(von Ramtanu Maitra)
Vom Irak über Afghanistan bis nach Zentralasien finden westliche Militärs nun heraus, dass es eine Sache ist, eine lokale Atmee zu trainieren, eine ganz andere jedoch, sich ihre Loyalität zu sichern. Das amerikanische und britische Miltär hat seine Trainingsprogramme in Tadschikistan, Usbekistan, Kirgisien, Turkmenistan, Georgien, der Ukraine und Aserbaidschan eingestellt, nachdem mehr als 800 Truppen dieser Länder desertiert sind. Viele dieser Truppen schlossen sich militanten Gruppen wie Al Quaida und tschetschenischen Rebellen an. Laut Geheimdienstberichten in den Medien flüchteten die Deserteure samt ihren Waffen, darunter 16 Maschinengewehre, raketenbetriebene Granaten, Kommunikationsausrüstung und Nachtsichtgeräte. Einem Report des afghanischen Verteidigungsministeriums zufolge sind seit der Gründung der afghanischen Nationalarmee (ANA) Mitte 2002 bereits mehr als ein Viertel der Soldaten desertiert – in Zahlen etwa zwei- bis dreitausend Mann. Die afghanische Nationalarmee steht unter der Aufsicht der US-Armee. Unterstützt wird diese dabei von Großbritannien, Neuseeland, Frankreich und Deutschland. Technische Unterstützung erhält die ANA, die der neuen Regierung Schutz bieten soll, von Bulgarien, Rumänien, Kanada, Südkorea und der Mongolei. Im Irak versuchen Amerikaner und Engländer, eine irakische Armee aufzubauen, doch ist dies ein schwieriges Unterfangen. Etwa 500.000 Iraker haben sich für die Armee oder andere Sicherheitsdienste gemeldet, aber mehr als die Hälfte wurden entweder als untrainierbar entlassen oder sind bereits desertiert. Die Loyalität derjenigen, die bleiben, wird trotzdem in Frage gestellt. Viele Berichte sprechen von einer Infiltration von Armee und Polizei durch Verräter.
Wechselnde Allianzen
„Die Desertationen im Irak und in Afghanistan beunruhigen die USA in zweierlei Hinsicht. Zum einen stehen alliierte Truppen in einer Linie mit unloyalen Kräften. Zum anderen desertieren einige der Soldaten nicht nur, sondern schließen sich mit ihren neu erworbenen Fähigkeiten dem Widerstand an. Letzten Herbst gab es zum ersten Mal Meldungen, dass afghanische Rebellen hochentwickelte SAM-Raketen aus Russland und China kaufen.
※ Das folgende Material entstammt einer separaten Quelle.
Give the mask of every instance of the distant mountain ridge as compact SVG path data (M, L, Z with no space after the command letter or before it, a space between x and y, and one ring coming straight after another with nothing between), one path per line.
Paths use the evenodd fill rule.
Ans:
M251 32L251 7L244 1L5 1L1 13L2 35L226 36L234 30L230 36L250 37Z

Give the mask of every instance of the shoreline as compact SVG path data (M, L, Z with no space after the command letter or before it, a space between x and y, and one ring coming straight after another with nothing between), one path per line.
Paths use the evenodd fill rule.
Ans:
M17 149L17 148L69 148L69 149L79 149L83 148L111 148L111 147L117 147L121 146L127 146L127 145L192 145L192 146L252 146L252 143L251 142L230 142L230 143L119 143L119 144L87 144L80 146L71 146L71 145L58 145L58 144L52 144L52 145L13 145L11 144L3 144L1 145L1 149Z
Der Bericht zitiert einen namenlosen Rebellen: Der Hauptteil der Waffen ist aus Kurdistan im Irak, von dort werden sie durch den Iran nach Afghanistan geschmuggelt. Eine SAM-Rakete kostet etwa 2500 Dollar pro Stück. Der Hauptmarkt für diese Waffen ist Afghanistan.“ In seinem Artikel vom 27. September „Das neue Gesicht der Taliban“ schreibt der pakistanische Journalist Hamid Mir, dass die Taliban Waffen von lokalen Warlords und von pakistanischen Stämmen kaufen. Während sich das US-Militär ausschwieg über die Existenz der SAM-Raketen in den Händen der Rebellen, stürzte am 25. September ein weiterer US-Hubschrauber über Südafghanistan ab, alle fünf Insassen starben. Das Pentagon sagte, es gebe keine Indizien für feindlichen Beschuss. Es ist nicht schwierig zu verstehen, warum das Pentagon besorgt ist über das, was sich als bittere Wahrheit herausstellen könnte. Helikopter sind die effektivsten Gefährten im mondähnlichen afghanischen Terrain. Wenn diese Hubschrauber abgeschossen werden, sind das wirklich schlechte Neuigkeiten. Es ist weithin bekannt, dass das sowjetische Militär 1980 durch den dauernden Abschuss ihrer Helikopter durch Stinger-Raketen demoralisiert wurde. Es ist gut möglich, dass jene, die jetzt die SAM-Raketen benutzen, zuvor durch die USA in der ANA trainiert wurden. In Afghanistan gilt es als gesichert, dass rebellische Kräfte den Rekrutierungsprozess von Anfang an infiltrierten, so wie auch im Irak. Ein Teil des Problems ist, dass das Pentagon private Unternehmer beschäftigt, um viele der Truppen zu trainieren. Das machte es für den Widerstand einfacher, in die Reihen der Rekruten einzudringen und ihr Training zu erhalten. Die privaten Unternehmer, die meist pensionierte Militärs sind, werden pro Rekrut bezahlt, der Auswahlprozess ist somit weniger rigoros.
Eine neue Herausforderung
„Die steigende Zahl der bei schönstem afghanischem Wetter abgestürzten Helikopter kann nicht so einfach übergangen werden. Der Absturz vom 25. September ist dabei nur einer von vielen. Das Pentagon liefert als Erklärung das Wetter, „technische Probleme“ oder eine „harte Landung“. Andererseits übernahmen die Rebellen routinemäßig die Verantwortung für die Abschüsse. Vor den afghanischen Wahlen am 18. September drückte Washington seine Besorgnis über die anhaltende Gewalt der Rebellen aus. Aber auch nachdem die Wahlen nun vorüber sind, zeigt das US-Militär keine Anzeichen dafür, seinen Hardliner-Zugang aufzuweichen. Ein hochrangiger US-Militär, General Jason Kamiya, sagte kürzlich, dass die Unterstützung aus der Luft bei der Eliminierung von militanten Kräften auch weiterhin ein essentieller Bestandteil der militärischen Operationen sein werde. Dem entgegen steht eine Äußerung des afghanischen Präsidenten Hamid Karzai, er sehe keine Notwendigkeit mehr in weiteren Luftanschlägen im „Krieg gegen den Terror“. Karzai verlangte auch ein Einstellen der Hausdurchsuchungen durch alliierte Truppen und zwang das US-Militär, ohne Erlaubnis der afghanischen Regierung kein Haus mehr zu betreten. SAM-Raketen oder nicht, die USA müssen in Afghanistan ernsthaft umdenken.“
(Asiatimesonline, aus dem Englischen von Sandra Wagenleitner)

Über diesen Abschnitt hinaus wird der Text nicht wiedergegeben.